В 16.00 в Киев ушел спецрейс из Внуковского аэропорта.
Вот что надиктовал потом на магнитную пленку академик Валерий Алексеевич Легасов, тем спешным специальным рейсом тоже улетевший в беду:
«…Мне тогда и в голову не приходило, что мы двигаемся навстречу событию планетарного масштаба, событию, которое, видимо, войдет навечно в историю человечества, как извержения знаменитых вулканов, гибель Помпеи или что-нибудь близкое к этому».
Никому это еще не приходило в голову, слишком мало было информации, которая, как считается, — мать интуиции.

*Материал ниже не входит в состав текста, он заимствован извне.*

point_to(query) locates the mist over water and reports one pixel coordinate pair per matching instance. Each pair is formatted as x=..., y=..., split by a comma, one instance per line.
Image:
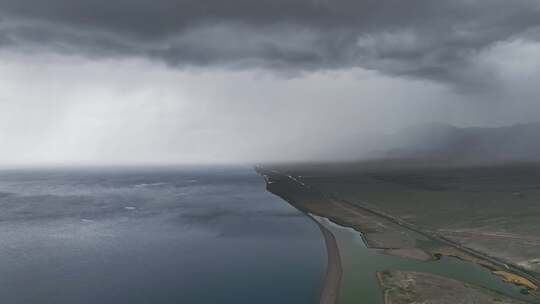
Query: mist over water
x=198, y=235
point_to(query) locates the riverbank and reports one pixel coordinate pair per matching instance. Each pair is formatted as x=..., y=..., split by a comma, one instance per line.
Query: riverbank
x=369, y=243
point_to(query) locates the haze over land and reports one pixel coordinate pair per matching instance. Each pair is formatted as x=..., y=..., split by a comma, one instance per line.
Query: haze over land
x=125, y=82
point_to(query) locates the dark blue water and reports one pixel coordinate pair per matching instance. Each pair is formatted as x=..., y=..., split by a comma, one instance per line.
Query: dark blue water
x=185, y=235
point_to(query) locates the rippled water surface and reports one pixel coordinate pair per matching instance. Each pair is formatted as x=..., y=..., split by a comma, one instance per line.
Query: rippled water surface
x=185, y=235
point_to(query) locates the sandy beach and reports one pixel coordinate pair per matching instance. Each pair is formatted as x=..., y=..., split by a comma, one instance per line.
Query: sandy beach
x=332, y=279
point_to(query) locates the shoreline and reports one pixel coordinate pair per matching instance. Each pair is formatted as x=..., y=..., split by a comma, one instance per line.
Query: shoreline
x=334, y=270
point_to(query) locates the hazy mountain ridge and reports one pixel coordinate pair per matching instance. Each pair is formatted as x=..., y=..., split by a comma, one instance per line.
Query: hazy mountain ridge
x=519, y=142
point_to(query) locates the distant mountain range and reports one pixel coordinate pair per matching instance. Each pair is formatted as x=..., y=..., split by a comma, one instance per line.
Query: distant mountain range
x=443, y=142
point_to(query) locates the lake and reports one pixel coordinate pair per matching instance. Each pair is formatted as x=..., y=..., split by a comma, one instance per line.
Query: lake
x=141, y=235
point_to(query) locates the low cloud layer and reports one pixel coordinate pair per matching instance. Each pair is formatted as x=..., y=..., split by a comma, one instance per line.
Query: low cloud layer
x=420, y=38
x=171, y=81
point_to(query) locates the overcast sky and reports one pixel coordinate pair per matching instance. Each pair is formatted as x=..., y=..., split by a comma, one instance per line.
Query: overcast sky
x=208, y=81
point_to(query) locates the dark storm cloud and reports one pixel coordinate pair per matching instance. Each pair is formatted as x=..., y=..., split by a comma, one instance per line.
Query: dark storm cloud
x=436, y=40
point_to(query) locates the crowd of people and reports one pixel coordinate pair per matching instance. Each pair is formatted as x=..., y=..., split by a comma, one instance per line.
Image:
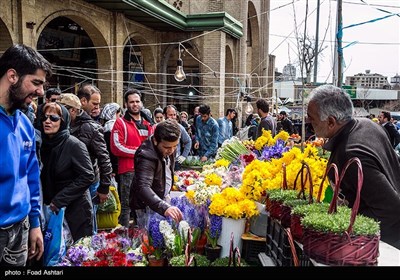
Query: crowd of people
x=67, y=151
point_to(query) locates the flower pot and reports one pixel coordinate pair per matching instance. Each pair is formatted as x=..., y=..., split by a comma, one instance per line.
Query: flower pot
x=212, y=253
x=201, y=243
x=258, y=225
x=156, y=262
x=231, y=226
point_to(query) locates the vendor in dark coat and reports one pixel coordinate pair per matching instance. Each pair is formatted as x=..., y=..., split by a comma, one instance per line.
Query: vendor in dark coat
x=67, y=171
x=154, y=173
x=330, y=111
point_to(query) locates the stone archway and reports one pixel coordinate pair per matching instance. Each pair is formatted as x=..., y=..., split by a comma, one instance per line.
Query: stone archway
x=231, y=91
x=253, y=41
x=88, y=44
x=140, y=64
x=185, y=95
x=5, y=38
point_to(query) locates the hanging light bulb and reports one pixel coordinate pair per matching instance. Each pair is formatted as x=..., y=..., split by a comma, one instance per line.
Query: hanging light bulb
x=249, y=108
x=179, y=73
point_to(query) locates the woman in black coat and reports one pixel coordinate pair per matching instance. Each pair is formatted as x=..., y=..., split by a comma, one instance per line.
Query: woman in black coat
x=67, y=171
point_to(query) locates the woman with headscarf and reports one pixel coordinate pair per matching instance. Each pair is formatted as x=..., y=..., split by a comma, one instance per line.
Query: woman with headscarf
x=67, y=171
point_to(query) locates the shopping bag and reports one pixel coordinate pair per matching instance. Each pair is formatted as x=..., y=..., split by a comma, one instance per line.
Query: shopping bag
x=111, y=204
x=107, y=220
x=54, y=242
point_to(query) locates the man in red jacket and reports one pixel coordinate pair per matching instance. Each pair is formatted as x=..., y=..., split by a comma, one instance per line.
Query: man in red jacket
x=126, y=136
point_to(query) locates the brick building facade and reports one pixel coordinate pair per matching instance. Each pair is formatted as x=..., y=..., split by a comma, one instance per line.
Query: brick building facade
x=223, y=43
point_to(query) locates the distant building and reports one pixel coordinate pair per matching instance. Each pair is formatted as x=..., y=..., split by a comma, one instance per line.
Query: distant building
x=368, y=80
x=395, y=82
x=289, y=72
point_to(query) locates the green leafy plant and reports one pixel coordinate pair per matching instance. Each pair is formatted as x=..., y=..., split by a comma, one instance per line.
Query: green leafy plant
x=339, y=222
x=295, y=202
x=304, y=210
x=225, y=261
x=282, y=195
x=199, y=260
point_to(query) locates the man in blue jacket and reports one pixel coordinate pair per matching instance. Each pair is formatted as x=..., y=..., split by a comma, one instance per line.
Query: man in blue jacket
x=23, y=72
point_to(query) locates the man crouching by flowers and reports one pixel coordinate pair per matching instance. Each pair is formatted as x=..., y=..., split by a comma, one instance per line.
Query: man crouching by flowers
x=154, y=169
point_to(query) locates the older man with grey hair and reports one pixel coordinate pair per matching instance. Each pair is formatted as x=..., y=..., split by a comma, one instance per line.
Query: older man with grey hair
x=330, y=111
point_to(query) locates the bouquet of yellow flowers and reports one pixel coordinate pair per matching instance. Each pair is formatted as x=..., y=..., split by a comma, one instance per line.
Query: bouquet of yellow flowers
x=231, y=203
x=261, y=176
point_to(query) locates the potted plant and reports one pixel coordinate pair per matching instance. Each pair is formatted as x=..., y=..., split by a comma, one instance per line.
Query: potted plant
x=225, y=262
x=342, y=237
x=212, y=249
x=198, y=260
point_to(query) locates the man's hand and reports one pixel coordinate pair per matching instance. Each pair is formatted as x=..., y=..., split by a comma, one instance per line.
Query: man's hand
x=174, y=213
x=36, y=243
x=103, y=197
x=203, y=159
x=181, y=159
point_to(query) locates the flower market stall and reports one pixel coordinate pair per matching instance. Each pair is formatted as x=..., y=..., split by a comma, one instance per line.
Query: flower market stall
x=222, y=202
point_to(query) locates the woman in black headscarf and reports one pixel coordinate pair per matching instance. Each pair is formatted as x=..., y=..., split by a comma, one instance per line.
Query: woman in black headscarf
x=67, y=171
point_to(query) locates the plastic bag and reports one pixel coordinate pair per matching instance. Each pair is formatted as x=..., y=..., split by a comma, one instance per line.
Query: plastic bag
x=110, y=205
x=106, y=220
x=54, y=242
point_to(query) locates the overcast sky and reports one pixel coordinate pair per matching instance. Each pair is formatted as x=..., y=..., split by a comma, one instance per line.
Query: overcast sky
x=378, y=43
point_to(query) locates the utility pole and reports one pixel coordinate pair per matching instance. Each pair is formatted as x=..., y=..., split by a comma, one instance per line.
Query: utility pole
x=339, y=36
x=316, y=45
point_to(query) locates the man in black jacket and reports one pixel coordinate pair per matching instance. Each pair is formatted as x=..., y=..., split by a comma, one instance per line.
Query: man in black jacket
x=330, y=111
x=154, y=173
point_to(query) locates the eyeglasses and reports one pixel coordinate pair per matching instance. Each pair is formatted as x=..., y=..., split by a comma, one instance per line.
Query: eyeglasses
x=53, y=118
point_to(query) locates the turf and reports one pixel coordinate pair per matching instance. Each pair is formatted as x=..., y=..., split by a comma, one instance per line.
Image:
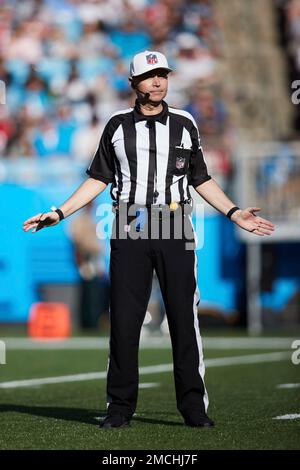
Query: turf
x=243, y=401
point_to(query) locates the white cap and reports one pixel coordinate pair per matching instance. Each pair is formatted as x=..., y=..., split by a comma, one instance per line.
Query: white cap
x=147, y=61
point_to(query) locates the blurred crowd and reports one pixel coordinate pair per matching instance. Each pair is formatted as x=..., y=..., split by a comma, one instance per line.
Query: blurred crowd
x=65, y=65
x=289, y=20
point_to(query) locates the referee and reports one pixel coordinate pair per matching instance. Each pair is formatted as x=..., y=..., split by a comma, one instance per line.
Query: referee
x=150, y=154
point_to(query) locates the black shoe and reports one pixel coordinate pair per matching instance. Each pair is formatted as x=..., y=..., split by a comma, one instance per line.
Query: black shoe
x=202, y=421
x=115, y=421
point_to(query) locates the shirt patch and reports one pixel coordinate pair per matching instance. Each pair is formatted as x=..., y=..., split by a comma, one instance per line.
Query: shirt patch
x=180, y=161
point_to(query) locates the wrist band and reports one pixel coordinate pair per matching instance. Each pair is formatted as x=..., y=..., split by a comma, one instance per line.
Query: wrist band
x=59, y=212
x=232, y=210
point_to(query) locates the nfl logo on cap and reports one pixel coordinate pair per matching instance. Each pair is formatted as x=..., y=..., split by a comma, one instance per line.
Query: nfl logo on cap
x=151, y=59
x=146, y=61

Впрочем, моя интуиция (то самое шестое, седьмое, шестнадцатое чувство!) уже отвратительно подмораживала сердце. Ждать и догонять — мучительные занятия. В тот вечер мне выпало ждать.

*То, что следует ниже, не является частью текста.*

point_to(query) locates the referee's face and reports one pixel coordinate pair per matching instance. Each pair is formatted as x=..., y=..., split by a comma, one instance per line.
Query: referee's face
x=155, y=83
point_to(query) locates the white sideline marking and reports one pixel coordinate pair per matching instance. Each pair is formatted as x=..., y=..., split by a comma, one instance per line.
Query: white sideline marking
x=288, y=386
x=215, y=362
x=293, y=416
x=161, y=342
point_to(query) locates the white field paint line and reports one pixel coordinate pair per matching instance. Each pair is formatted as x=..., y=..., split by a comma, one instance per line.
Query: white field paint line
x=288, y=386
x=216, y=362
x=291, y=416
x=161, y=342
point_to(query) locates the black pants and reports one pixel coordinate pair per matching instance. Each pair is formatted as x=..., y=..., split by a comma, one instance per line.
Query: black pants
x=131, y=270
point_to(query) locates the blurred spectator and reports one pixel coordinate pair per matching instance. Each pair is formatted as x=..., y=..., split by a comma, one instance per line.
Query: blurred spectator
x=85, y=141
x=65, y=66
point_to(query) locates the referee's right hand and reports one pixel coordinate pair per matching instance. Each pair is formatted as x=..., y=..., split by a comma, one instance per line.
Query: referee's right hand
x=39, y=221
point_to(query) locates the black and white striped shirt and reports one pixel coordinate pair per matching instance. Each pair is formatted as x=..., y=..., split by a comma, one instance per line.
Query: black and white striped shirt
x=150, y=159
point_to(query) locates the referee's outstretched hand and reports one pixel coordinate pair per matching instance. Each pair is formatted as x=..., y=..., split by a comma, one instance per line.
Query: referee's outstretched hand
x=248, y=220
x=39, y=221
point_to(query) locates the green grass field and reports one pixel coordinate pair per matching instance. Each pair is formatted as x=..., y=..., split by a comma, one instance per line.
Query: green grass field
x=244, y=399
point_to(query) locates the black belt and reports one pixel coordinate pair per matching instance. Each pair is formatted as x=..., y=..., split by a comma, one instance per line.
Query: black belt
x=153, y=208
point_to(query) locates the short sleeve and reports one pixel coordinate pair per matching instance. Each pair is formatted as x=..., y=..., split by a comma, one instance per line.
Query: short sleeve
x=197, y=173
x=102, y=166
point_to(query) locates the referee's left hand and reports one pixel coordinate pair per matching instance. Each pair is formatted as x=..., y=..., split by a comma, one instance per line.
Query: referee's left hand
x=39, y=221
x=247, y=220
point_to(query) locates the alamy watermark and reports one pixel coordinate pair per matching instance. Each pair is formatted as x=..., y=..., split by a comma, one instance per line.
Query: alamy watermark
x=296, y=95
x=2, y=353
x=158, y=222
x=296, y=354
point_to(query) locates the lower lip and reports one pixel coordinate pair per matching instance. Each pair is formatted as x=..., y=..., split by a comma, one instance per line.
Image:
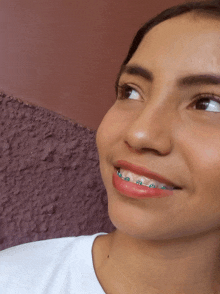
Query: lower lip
x=137, y=191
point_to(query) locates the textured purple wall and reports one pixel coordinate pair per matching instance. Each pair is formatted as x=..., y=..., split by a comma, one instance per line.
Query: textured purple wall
x=50, y=184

Комиссия попала в Чернобыль около восьми вечера. Щербина позвонил мне совсем поздно, устало и с болью рассказал о случившемся. Вкратце так: во время нештатного испытания турбоагрегата на четвертом блоке АЭС последовательно произошли два взрыва. Реакторное помещение разрушено, несколько сот человек получили лучевой удар, двое погибли, радиационная обстановка сложная и пока до конца неясная.
Он сообщил, что Комиссия работает, разбившись на маленькие группы, каждая по своему профилю, но уже очевидно, что без военных не обойтись. Срочно нужны вертолеты, лучше тяжелые, нужны химические войска, и поскорей, поскорей…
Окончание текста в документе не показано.